腹黒天才ドクターは私の身体を隅々まで知っている。
鷹峯さんが両手を上にしてお手上げポーズでおどける。しかし相手は強気に出たら勝てると思っているのか、一歩も引く様子はない。それどころか腕まくりをして、拳を振り上げながら近付いてくる。
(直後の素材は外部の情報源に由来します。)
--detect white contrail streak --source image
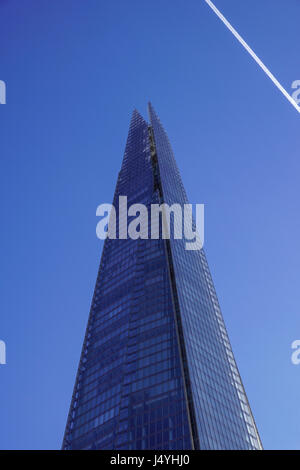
[205,0,300,113]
「た、鷹峯さん……やばいですよ、逃げましょうっ……」

私は後ろから鷹峯さんの袖を引っ張る。しかし鷹峯さんは振り向いて少し笑うと、また視線を男に戻してしまう。

「あはは、困りましたねぇ」

「全然困ってるように見えませんけどっ……!?」

男が走る。拳に力を込めたのが分かった。

振り下ろされる。

「鷹峯さんっ……!!」

鷹峯さんが動いた。男の拳をひらりと(かわ)す。

「だぁかぁらぁ……言ってるじゃないですかぁ? 暴力的な解決は得意ではないと」

「うぐっ……!?」

ドスッ、と鈍い音がして、鷹峯さんの右拳が男の土手(どて)(ぱら)にめり込んだ。

「私、如何(いかん)せん手加減が出来ないもので……って、聞いてますかぁ?」

おちょくるような声音で、左手を口元に添えてそう(のたま)う鷹峯さん。先程とは違い、男は完全に伸びきっていた。痙攣しながら白目を向く男は、しばらく起き上がれそうにない。

私は膝から力が抜けて思わず床にへたり込む。

「こ、怖かった……」

そんな感想しか出てこなくなるくらい、物凄く怖かった。鷹峯さんが私に近付く。

「全く……そんな汚いところに座りこまないでくれません? 家から締め出しますよ」

「た、たか、鷹峯、さっ……」

恐怖で歯の根が合わない。両目からはボロボロと涙が溢れ、私は(すが)るように両手を鷹峯さんに伸ばした。鷹峯さんは笑いながら、私の手を引っ張って起こしてくれた。

「すみません、気付くのが遅くなって……怖い思いをさせてしまいました」

立ち上がった勢いで、私は鷹峯さんの胸の中に飛び込む。そのまま腕の中に閉じ込められた。